Qualitative Methods I (3)
The purpose of this course is to introduce doctoral students
to the philosophy and methods of qualitative research. Through an examination of the evolution of
qualitative methods, the various forms of qualitative research, and the ways to
conduct qualitative inquiry, students will receive a foundation in qualitative
research. Also a focus of the seminar
will be mixed-methods research, survey development (open and close-ended
questions), and research design. Students
will develop qualitative research protocols, which will be implemented during
the Qualitative Methods II course.
Research Design (3)
Covers the fundamentals of research in the social sciences: philosophy
of science; theory construction; alternative research designs and methods for gathering data, writing, scholarly
criticism, and the publishing process. Students will gain an
understanding of the types of research methods which fit research questions.

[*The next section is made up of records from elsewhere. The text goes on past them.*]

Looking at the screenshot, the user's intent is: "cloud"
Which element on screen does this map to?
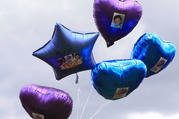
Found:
[127,112,179,119]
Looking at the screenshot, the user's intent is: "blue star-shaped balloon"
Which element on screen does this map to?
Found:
[33,23,99,80]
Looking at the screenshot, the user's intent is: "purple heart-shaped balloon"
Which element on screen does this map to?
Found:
[19,85,73,119]
[94,0,142,47]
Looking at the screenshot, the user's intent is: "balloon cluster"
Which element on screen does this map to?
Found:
[20,0,176,119]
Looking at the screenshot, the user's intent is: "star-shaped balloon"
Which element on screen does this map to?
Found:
[33,23,99,80]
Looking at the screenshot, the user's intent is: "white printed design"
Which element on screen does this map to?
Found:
[113,87,129,99]
[151,57,167,73]
[32,113,45,119]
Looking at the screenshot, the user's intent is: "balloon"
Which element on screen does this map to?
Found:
[33,23,99,80]
[131,33,176,77]
[19,85,73,119]
[92,59,147,100]
[93,0,142,47]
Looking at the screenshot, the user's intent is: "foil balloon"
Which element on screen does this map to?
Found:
[92,59,147,100]
[94,0,142,47]
[131,33,176,77]
[33,23,99,80]
[19,85,73,119]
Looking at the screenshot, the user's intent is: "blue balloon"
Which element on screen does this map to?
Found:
[131,33,176,77]
[33,23,99,80]
[91,59,147,100]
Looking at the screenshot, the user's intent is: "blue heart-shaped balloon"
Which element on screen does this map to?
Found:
[131,33,176,77]
[92,59,147,100]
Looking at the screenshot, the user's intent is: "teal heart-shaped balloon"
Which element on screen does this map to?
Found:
[131,33,176,77]
[92,59,147,100]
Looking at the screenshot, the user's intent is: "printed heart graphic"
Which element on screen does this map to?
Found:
[93,0,142,47]
[91,59,147,100]
[131,33,176,77]
[19,85,72,119]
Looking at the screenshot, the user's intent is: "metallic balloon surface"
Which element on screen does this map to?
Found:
[19,85,73,119]
[33,23,99,80]
[131,33,176,77]
[92,59,147,100]
[93,0,142,47]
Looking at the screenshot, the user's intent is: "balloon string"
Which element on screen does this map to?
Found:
[77,85,80,119]
[89,100,112,119]
[75,73,79,84]
[80,86,92,119]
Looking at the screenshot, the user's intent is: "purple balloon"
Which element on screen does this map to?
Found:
[94,0,142,47]
[19,85,73,119]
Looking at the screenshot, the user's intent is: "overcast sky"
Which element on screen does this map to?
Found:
[0,0,179,119]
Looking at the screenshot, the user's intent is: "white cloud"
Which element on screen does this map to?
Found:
[127,112,179,119]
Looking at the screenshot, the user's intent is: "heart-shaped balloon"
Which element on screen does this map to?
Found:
[92,59,147,100]
[94,0,142,47]
[131,33,176,77]
[20,85,72,119]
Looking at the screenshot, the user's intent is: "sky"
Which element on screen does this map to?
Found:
[0,0,179,119]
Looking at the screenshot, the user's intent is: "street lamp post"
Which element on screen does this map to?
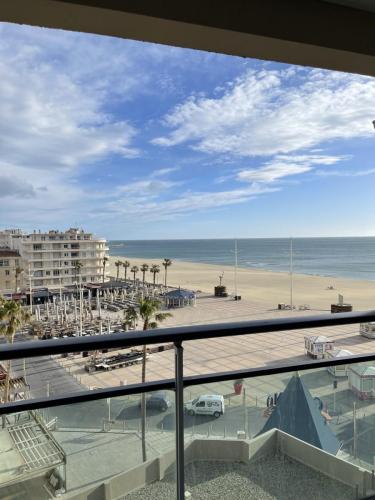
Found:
[29,262,33,314]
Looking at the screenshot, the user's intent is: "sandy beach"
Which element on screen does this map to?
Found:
[109,256,375,310]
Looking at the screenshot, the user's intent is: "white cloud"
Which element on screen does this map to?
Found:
[237,155,347,183]
[315,168,375,177]
[152,167,180,177]
[102,183,278,221]
[0,24,139,227]
[153,69,375,156]
[116,179,180,197]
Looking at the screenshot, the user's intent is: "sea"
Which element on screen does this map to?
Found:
[109,237,375,281]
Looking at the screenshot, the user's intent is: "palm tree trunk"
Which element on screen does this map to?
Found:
[2,359,12,429]
[141,345,147,462]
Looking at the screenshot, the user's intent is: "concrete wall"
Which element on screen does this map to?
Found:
[67,429,374,500]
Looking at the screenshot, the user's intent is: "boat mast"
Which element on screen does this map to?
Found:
[234,240,238,297]
[289,237,293,310]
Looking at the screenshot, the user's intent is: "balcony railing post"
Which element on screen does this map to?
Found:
[174,342,185,500]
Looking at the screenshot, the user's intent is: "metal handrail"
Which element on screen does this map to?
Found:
[0,346,375,415]
[0,311,375,360]
[0,311,375,500]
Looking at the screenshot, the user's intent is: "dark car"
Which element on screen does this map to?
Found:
[139,392,171,411]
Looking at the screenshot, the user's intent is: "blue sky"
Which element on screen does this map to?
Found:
[0,24,375,239]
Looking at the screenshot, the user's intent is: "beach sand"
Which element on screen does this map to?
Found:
[109,256,375,310]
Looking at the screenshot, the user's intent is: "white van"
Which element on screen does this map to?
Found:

Administrative Politics (3)
Bureaucratic power as a function of expertise, information, and coalition building. The importance of administrative discretion, political sensitivity, and skill. Political relationships among individuals, work groups, agencies, and other entities. American political institutions and processes.
Performance Measurement and Program Evaluation (3)
The assessment of organizational performance, with particular attention to concepts of efficiency, effectiveness, outputs, and outcomes. Evaluation design, data-collection procedures, and data analyses.
Citizen Participation and Productive Management (3)
Analyzes various approaches to the relationship between citizen participation and productive public management. Explores factors influencing citizen involvement. Examines potential benefits and dysfunctions of an active citizenry. An important focus is on the role of public administrators in creating structures and networks to encourage citizens to work with officials in policy development and implementation.
Intellectual History of Public Administration (3)
This course examines the field of public administration
through historical lenses, focusing on the periods of development from "the
Orthodoxy" to New Public Management and beyond.
Leadership, Equity, and Diversity (3)
This course addresses governance from a human resources perspective,
focusing on such topics as leadership and diversity in the public sector.
Qualitative Methods II (3)
The purpose of this course is to give doctoral students a
more in-depth understanding of the various ways to gather qualitative
data. This course will differ from
Qualitative Methods I in that it will be a seminar where students will read intensively
about, and examine examples of, individual data-gathering techniques. These focused
readings will be coupled with a lab experience in which students must implement
their protocols developed in Qualitative Methods I. Analyzing qualitative data and ethical considerations will also be discussed.
Selected Topics in Public Administration (3)
Examination of selected issues and problems in public sector administration and management. Students should check with the department to determine the precise curriculum to be offered in a given semester.
Internship in Public Administration (3)
Participation in activities of an agency or institution under supervision of a faculty member and supervisor in the agency. Requires reports and analyses of activities.
Independent Study in Public Administration (3)
Independent research on a topic related to public administration under the guidance of an adviser.
Dissertation Research in Public Administration (3)
The Dissertation Proposal Committee normally consists of three to five members, one of whom should be a member of a graduate faculty outside the School of Public Affairs and Administration. Prior to the defense of the proposal, the composition of the dissertation committee must be approved by the Ph.D. director.